Taurianova, assolto l’imprenditore Giuseppe Scarfò perchè «il fatto non sussiste»

Il Tribunale penale di Palmi, ha mandato assolto, per insussistenza dei fatti contestati, l’imprenditore taurianovese Giuseppe Scarfò. L’accusa che gli era stata rivolta riguardava tutta una serie di presunti reati fiscali che, all’esito di una verifica della Guardia di Finanza, operata sulla ditta individuale ”Conglomerati Cementizi di Giuseppe Scarfò” della quale era il titolare legale rappresentante, erano stati individuati sia nella infedele dichiarazione dei redditi per gli anni di esercizio 2011, 2012 e 2013, che nella omessa dichiarazione dei redditi per l’anno 2015. Per la Procura della Repubblica, la condotta dello Scarfò era preordinata a evadere le imposte sui redditi e sul valore aggiunto. Il difensore di Scarfò, avv. Antonio Romeo, è riuscito a dimostrare che, invece, «le cose stavano diversamente e che l’errore della indagine riguardava sia profili di metodo che di merito, che non sono stati colti e valutati attentamente dall’ufficio requirente.

Nel caso dello Scarfò, infatti – afferma il legale – si era proceduto erroneamente alla ricostruzione contabile attraverso il metodo induttivo e non analitico, e l’Agenzia delle Entrate non aveva effettuato alcuna puntuale, seria e ponderata valutazione di tutti gli elementi che la Guardia di Finanza le aveva trasmesso, venendo, così, meno all’esercizio del proprio potere istituzionale di accertamento. Si è proceduto a ritenere, quindi, acriticamente la bontà delle operazioni delle Fiamme gialle». Nel corso del lunghissimo dibattimento l’avv. Romeo ha, quindi, «potuto dimostrare documentalmente che l’imponibile in base al quale devono essere corrisposte le imposte, nel caso di specie, non teneva affatto conto dei costi “ fissi ” e percentualizzati sopportati dalla ditta dello Scarfò negli anni oggetto d’indagine, di talché l’accertamento risultava completamente viziato e fuorviante. Non solo, ma veniva fatta, da parte degli accertatori, una ulteriore considerazione errata, quella di ritenere rilevante, nella determinazione della base imponibile, anche le operazioni di carattere meramente personale».

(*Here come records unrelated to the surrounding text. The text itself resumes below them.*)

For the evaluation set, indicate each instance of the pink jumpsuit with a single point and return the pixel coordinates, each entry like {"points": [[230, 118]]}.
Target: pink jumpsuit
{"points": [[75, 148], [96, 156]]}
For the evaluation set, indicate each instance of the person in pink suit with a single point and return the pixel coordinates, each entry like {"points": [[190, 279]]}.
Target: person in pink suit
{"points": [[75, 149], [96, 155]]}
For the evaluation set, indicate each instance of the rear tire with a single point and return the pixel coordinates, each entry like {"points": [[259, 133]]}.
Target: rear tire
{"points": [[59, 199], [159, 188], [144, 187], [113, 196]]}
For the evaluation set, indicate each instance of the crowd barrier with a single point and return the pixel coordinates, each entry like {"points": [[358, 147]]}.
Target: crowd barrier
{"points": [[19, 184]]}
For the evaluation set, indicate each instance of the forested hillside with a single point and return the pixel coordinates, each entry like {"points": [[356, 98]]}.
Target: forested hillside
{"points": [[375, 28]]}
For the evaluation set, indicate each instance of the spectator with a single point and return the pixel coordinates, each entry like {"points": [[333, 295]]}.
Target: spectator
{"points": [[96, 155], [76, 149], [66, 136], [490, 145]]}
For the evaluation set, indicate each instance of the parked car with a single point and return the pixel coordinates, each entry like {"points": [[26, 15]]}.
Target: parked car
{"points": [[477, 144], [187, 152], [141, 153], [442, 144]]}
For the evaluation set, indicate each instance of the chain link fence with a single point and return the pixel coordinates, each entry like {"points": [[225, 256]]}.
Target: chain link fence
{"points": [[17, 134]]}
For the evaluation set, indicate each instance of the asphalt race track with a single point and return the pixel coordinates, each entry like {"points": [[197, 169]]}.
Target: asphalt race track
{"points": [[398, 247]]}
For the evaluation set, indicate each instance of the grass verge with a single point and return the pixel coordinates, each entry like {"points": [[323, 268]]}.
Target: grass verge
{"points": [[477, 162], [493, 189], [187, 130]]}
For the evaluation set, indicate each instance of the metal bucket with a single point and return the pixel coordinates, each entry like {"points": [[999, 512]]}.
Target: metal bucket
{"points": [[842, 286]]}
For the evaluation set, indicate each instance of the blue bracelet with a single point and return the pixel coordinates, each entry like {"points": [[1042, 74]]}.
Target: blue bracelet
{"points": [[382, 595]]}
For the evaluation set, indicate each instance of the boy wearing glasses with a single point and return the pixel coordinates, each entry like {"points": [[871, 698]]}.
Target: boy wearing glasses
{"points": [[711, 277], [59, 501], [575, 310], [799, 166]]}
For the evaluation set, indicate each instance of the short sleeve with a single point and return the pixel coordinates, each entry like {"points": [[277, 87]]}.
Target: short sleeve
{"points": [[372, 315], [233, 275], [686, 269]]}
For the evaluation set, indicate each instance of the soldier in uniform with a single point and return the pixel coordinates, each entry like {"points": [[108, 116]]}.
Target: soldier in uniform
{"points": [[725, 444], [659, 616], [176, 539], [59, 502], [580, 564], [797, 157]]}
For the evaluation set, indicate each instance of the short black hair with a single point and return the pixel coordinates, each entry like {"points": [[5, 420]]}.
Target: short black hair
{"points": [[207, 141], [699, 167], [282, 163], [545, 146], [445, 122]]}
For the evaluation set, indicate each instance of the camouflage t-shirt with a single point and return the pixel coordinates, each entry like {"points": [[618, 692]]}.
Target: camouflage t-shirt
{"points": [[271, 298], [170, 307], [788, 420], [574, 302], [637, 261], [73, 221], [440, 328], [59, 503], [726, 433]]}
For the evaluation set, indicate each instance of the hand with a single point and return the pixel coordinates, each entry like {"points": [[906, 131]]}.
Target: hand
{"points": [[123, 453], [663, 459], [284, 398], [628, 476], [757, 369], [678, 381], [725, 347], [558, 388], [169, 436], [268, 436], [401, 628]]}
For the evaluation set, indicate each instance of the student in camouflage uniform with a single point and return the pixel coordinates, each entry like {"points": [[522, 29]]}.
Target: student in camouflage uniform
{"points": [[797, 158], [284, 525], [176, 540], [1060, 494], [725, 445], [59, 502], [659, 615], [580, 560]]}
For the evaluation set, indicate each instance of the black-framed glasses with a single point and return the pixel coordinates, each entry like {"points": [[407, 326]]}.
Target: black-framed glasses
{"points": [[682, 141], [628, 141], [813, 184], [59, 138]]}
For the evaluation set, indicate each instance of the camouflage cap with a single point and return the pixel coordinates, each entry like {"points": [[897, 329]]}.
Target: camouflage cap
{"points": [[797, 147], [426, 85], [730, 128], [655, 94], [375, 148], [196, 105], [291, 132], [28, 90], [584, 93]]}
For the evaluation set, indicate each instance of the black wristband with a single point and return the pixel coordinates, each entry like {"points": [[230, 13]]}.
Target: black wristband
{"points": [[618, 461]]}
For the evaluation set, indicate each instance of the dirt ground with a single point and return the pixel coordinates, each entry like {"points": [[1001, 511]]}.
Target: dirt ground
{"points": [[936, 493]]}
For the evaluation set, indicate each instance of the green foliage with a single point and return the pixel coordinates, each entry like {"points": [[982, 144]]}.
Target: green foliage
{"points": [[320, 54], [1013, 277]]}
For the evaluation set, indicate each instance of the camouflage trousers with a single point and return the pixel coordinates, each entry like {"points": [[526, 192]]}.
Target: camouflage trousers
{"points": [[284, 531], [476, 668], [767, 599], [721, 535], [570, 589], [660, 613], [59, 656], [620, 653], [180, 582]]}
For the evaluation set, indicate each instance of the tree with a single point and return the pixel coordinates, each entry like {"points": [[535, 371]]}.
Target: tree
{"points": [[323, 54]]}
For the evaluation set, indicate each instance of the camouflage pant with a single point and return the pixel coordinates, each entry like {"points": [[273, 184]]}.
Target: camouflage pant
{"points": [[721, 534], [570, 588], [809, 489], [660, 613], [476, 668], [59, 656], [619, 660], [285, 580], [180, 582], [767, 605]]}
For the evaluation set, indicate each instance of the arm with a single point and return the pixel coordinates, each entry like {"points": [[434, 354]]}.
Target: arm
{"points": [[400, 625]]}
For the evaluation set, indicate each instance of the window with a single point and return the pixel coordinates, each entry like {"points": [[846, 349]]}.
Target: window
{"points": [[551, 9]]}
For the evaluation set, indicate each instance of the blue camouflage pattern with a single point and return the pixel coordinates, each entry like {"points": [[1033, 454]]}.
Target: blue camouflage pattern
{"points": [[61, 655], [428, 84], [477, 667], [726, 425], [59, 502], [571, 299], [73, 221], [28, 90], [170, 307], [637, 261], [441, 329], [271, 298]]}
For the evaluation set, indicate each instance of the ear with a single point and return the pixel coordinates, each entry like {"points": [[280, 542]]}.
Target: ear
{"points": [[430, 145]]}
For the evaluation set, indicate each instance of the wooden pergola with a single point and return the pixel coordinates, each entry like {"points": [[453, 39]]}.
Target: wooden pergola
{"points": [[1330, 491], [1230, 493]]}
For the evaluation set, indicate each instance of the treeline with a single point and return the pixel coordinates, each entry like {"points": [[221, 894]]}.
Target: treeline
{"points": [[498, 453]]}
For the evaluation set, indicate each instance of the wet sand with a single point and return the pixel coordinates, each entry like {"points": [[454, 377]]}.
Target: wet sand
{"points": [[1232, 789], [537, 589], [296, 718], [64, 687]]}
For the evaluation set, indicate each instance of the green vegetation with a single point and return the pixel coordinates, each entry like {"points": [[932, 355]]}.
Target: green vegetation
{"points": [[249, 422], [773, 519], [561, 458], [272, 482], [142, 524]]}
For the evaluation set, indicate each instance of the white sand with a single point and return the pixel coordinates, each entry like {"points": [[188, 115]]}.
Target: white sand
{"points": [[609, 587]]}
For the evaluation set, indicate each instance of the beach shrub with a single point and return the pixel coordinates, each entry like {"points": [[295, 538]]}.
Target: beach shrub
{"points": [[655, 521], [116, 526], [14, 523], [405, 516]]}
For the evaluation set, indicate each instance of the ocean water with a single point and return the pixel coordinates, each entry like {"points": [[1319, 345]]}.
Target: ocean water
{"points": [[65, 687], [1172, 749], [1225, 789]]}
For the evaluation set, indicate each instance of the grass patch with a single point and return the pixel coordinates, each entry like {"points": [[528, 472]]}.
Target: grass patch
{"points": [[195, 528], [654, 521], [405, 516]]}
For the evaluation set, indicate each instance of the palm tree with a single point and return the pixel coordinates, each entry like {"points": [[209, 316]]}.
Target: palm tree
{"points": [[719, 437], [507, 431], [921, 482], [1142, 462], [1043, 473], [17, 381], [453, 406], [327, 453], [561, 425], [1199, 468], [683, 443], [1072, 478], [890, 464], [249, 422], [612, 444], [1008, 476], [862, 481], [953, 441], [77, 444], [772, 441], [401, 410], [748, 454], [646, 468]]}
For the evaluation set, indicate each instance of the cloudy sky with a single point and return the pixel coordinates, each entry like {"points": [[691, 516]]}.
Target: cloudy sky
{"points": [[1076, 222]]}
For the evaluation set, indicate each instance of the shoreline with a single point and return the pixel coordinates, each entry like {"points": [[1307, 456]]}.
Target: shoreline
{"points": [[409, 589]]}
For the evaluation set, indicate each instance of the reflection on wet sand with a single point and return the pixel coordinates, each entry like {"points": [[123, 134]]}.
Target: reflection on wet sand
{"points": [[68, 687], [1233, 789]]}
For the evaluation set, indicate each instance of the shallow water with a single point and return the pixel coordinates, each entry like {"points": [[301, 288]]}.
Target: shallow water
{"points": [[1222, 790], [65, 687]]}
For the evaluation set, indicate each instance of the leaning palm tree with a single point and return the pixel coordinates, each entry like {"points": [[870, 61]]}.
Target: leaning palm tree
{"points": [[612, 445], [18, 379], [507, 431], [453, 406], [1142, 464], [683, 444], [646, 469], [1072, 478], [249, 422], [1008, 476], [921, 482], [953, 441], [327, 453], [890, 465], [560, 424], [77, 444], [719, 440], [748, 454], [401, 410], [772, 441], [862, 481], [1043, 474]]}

All’esito della chiusura dell’istruttoria dibattimentale, la Procura della Repubblica ha chiesto la condanna di Scarfò alla pena di anni due di reclusione, mentre di diverso avviso è stato l’avv. Antonio Romeo che durante il suo intervento finale ha messo a fuoco «la completa infondatezza delle accuse sollevate al suo assistito, indicando dettagliatamente tutte le insanabili criticità di una indagine che non ha raggiunto le prove della responsabilità dell’imputato, accusato ingiustamente di fatti inesistenti». Dello stesso avviso il Tribunale di Palmi che ha mandato assolto Giuseppe Scarfò perché il fatto non sussiste, con sentenza recante la contestale motivazione della decisione.